Dear God, why do I want those things, too?
Gasping, Kacey tried to break free, realizing clearly that with this man things could never be halfway or halfhearted. Yes, this man would sweep inside and claim her very soul.

And she would welcome his fierce claiming, which could bring her only searing pain and loneliness.

For whatever was happening between them was too strange, too powerful to be real or lasting. “
No,
Nicholas. This is all wrong!” Kacey caught back a moan. Her hand broke free and flattened against his chest. When she felt hot naked skin and crisp wiry hair beneath her fingers, a shudder stabbed through her.

Nicholas smothered a curse. “You're trying to tell me you don't want this, Kacey?”

“No, I—I don't!”

A dark light flashed in his eyes and then disappeared. Kacey watched a hard line settle over his jaw.
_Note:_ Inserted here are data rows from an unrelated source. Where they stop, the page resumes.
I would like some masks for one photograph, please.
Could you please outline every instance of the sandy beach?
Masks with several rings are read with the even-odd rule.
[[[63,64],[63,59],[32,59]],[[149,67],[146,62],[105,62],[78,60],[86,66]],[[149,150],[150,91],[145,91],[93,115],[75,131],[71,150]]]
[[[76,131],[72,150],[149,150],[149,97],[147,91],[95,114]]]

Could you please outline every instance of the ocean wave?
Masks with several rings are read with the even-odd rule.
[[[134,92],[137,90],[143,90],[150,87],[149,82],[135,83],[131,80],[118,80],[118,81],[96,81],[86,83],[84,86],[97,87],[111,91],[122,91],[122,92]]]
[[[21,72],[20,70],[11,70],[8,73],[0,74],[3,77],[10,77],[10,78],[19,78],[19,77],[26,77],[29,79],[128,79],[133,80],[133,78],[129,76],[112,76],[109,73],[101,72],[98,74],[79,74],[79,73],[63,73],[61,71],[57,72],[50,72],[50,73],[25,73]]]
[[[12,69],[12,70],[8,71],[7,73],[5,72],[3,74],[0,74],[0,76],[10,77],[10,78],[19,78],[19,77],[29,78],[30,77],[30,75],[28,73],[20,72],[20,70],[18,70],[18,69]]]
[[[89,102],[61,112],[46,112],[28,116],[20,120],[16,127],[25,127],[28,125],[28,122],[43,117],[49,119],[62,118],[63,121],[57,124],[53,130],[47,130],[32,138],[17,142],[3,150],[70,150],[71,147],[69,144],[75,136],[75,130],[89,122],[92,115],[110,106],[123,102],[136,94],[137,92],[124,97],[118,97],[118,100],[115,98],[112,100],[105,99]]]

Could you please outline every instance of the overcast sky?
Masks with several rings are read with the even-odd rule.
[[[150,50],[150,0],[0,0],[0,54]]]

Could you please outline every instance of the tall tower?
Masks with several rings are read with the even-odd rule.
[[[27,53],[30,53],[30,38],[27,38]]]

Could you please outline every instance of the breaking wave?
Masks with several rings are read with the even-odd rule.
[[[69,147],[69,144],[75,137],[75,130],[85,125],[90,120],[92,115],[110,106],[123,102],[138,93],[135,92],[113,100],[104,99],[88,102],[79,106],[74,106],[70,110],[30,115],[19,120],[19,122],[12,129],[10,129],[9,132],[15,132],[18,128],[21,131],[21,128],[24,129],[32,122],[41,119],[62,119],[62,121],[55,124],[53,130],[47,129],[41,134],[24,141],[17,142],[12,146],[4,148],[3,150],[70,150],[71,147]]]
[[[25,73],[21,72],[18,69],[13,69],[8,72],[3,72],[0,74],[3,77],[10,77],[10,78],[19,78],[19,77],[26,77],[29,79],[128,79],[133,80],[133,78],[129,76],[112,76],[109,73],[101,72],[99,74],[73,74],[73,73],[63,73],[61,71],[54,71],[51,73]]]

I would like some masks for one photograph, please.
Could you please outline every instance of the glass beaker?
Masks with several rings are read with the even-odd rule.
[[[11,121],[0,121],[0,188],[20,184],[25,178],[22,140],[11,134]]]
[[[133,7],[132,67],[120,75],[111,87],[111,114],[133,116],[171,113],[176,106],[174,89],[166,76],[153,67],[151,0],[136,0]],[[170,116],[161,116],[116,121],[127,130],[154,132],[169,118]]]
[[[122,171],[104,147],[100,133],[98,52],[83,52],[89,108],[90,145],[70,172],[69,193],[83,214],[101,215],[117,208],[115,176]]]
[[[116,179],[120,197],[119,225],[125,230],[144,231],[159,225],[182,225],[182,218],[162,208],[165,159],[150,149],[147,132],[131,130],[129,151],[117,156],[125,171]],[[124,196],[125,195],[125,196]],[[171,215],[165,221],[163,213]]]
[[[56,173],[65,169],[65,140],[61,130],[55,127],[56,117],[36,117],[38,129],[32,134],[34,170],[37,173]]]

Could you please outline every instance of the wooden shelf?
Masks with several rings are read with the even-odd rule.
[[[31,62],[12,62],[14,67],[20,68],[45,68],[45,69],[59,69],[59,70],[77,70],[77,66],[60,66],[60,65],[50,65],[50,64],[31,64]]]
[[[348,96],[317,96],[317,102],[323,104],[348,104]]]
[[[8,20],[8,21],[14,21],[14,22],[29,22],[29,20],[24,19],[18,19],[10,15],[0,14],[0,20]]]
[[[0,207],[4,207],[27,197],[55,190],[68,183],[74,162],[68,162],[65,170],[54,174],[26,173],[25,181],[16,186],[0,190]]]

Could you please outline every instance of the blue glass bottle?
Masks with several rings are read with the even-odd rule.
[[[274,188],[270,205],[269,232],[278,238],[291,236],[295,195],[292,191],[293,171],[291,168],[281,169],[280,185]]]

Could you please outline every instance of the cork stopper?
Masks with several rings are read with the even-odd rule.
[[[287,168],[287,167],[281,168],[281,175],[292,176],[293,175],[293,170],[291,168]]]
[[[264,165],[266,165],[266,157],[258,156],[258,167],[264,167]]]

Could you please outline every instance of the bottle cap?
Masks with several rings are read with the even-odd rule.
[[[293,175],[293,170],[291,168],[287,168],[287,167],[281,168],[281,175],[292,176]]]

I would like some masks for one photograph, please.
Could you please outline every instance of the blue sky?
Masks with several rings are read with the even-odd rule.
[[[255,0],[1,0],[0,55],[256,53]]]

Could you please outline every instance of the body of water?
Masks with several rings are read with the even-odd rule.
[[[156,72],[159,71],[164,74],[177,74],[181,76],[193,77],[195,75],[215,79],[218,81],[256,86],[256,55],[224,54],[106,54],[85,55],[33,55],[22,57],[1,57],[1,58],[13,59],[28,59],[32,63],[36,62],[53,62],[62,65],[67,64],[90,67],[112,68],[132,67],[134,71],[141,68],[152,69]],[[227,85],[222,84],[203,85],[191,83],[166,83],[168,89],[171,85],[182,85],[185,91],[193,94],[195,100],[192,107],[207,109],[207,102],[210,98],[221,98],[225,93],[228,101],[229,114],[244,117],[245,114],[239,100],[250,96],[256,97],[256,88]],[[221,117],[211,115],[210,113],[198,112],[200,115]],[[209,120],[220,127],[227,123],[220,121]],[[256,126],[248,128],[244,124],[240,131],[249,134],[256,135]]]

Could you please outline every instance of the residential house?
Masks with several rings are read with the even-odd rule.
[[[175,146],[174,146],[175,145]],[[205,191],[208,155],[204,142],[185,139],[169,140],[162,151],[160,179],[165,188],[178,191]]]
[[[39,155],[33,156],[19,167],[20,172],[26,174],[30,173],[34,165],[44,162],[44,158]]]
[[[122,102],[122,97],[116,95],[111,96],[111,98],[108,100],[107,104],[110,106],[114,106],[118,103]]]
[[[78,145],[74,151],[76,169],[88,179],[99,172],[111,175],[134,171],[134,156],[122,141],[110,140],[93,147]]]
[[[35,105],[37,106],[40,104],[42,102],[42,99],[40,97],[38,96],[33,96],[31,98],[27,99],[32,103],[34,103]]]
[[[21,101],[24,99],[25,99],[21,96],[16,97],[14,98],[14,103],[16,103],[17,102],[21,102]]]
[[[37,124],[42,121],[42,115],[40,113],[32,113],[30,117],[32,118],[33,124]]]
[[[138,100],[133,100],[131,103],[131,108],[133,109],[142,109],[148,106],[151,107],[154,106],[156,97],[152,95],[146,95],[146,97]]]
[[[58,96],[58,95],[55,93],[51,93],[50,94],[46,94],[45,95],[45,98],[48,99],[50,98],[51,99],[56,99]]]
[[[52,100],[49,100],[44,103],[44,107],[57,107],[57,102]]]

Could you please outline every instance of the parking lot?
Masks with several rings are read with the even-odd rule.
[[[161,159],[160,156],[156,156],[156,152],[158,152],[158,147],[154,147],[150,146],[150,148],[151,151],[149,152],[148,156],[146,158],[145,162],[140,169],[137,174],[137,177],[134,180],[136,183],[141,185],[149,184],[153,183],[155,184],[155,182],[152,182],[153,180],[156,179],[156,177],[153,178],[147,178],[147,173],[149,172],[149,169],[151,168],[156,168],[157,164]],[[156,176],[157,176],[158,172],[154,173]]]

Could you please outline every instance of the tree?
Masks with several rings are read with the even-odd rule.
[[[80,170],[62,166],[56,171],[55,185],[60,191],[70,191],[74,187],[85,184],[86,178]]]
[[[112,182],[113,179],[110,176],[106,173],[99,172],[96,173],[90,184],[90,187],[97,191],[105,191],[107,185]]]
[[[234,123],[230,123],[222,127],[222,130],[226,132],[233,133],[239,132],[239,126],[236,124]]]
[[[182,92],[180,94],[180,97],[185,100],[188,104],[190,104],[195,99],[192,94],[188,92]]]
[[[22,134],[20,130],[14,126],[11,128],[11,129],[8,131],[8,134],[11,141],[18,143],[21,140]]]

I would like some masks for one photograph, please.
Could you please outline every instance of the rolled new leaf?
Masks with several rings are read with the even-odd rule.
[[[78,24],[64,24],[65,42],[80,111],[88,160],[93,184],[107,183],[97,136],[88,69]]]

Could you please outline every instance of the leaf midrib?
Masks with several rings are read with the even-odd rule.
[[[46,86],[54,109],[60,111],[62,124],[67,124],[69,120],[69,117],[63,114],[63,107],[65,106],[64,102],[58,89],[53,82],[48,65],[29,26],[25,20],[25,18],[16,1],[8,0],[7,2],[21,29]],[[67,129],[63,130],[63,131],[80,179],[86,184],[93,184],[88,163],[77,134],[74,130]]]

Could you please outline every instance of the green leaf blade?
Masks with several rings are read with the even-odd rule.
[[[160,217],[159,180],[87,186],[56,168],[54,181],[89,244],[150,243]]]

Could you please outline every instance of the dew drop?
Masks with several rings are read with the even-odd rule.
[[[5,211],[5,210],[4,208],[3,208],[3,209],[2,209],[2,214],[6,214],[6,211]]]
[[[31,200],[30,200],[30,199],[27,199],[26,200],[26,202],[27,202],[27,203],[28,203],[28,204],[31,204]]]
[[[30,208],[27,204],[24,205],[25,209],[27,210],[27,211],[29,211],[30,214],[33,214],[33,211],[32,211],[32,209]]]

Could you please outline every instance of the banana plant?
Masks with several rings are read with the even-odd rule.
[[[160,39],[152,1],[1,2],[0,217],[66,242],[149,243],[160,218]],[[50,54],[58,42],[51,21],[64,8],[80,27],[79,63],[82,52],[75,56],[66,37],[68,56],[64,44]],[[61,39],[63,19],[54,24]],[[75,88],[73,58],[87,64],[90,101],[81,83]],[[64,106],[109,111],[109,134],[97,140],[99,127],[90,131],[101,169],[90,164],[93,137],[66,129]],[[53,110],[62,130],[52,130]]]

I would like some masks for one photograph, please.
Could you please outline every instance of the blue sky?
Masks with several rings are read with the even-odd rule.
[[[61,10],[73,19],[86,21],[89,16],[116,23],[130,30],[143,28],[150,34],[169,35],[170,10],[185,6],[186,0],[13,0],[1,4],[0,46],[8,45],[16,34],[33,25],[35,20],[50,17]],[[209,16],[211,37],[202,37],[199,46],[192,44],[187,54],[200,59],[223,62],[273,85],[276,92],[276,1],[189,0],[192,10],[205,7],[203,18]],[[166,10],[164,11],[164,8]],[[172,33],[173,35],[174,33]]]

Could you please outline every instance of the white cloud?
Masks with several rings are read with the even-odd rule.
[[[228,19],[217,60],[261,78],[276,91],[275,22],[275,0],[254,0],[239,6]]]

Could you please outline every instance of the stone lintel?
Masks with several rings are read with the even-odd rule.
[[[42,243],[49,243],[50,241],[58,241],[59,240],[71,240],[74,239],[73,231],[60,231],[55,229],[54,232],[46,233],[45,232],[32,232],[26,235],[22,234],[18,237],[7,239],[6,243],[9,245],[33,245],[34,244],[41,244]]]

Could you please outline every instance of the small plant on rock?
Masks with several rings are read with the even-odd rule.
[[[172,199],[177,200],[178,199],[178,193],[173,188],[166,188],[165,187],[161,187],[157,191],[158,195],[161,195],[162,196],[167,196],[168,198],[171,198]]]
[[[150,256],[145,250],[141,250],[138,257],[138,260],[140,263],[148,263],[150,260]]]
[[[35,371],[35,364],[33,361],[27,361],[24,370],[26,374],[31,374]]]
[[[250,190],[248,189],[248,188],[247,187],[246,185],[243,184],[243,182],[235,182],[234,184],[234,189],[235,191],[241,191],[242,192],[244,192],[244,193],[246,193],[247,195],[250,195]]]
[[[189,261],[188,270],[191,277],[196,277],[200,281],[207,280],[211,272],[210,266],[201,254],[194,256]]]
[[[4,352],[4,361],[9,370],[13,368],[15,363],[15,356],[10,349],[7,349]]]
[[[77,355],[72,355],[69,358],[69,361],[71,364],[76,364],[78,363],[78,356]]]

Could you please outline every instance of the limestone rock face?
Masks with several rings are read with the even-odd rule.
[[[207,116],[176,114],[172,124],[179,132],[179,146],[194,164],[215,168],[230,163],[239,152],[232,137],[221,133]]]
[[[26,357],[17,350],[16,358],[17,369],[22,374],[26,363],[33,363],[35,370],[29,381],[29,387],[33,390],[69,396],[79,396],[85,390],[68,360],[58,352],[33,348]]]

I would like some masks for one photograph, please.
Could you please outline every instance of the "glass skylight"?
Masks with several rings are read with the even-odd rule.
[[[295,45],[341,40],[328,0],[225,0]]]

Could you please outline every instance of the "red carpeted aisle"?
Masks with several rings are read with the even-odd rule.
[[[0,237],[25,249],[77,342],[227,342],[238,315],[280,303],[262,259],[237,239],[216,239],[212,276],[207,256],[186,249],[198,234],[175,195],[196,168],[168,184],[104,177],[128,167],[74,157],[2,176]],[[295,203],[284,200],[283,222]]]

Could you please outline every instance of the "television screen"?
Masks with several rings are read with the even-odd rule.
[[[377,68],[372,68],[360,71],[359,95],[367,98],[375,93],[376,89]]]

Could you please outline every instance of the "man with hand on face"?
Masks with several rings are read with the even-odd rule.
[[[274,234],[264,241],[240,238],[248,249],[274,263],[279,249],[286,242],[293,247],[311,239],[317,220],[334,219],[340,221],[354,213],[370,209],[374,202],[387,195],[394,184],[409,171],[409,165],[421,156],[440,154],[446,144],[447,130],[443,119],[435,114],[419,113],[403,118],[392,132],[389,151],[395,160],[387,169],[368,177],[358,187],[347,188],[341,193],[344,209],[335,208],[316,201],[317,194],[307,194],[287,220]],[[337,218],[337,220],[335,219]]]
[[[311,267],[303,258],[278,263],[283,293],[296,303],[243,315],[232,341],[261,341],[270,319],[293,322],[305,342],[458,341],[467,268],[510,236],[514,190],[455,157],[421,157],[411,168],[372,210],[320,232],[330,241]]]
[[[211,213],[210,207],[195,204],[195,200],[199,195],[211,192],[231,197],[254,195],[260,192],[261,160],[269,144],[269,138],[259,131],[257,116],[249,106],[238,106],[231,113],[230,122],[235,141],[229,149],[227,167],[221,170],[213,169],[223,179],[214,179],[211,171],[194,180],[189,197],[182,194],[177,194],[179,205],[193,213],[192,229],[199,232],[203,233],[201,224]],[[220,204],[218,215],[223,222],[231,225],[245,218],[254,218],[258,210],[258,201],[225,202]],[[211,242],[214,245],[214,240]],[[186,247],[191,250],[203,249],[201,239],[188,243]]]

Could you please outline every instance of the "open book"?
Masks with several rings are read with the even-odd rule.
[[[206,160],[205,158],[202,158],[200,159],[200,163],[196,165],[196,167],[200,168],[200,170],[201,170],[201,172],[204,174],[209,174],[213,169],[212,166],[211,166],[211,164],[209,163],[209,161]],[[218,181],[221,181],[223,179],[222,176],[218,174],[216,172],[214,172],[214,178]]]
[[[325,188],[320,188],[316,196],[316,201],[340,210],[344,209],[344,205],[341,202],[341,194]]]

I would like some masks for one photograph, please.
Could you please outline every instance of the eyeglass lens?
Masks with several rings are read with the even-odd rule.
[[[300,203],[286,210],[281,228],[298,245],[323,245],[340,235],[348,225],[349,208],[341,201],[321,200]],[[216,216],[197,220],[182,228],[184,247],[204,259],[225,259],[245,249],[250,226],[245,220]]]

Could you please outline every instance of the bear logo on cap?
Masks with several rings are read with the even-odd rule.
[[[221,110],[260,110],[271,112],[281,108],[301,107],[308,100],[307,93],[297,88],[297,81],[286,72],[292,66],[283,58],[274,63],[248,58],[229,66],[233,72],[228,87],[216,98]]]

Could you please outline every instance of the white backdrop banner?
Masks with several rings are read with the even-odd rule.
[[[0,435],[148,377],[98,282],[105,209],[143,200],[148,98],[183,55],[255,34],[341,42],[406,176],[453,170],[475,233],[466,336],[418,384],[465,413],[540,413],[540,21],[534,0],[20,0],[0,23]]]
“Then you'll have to prove it to me, because I'm afraid I just don't believe you.”

In taut silence, Nicholas's silver gaze stripped her bare. He had to find out how far he could push her, and not just for the painting. He had already accepted the fact that there was more than the Whistler at stake here.

“I don't have to prove anything, damn it!”

“Try to tell me you haven't felt it too, Kacey. Tell me you haven't had the crazy feeling that this has all happened before between us. You know
exactly
how it feels when I kiss you, when you wrap your sweet legs around me and take me all the way home inside you.”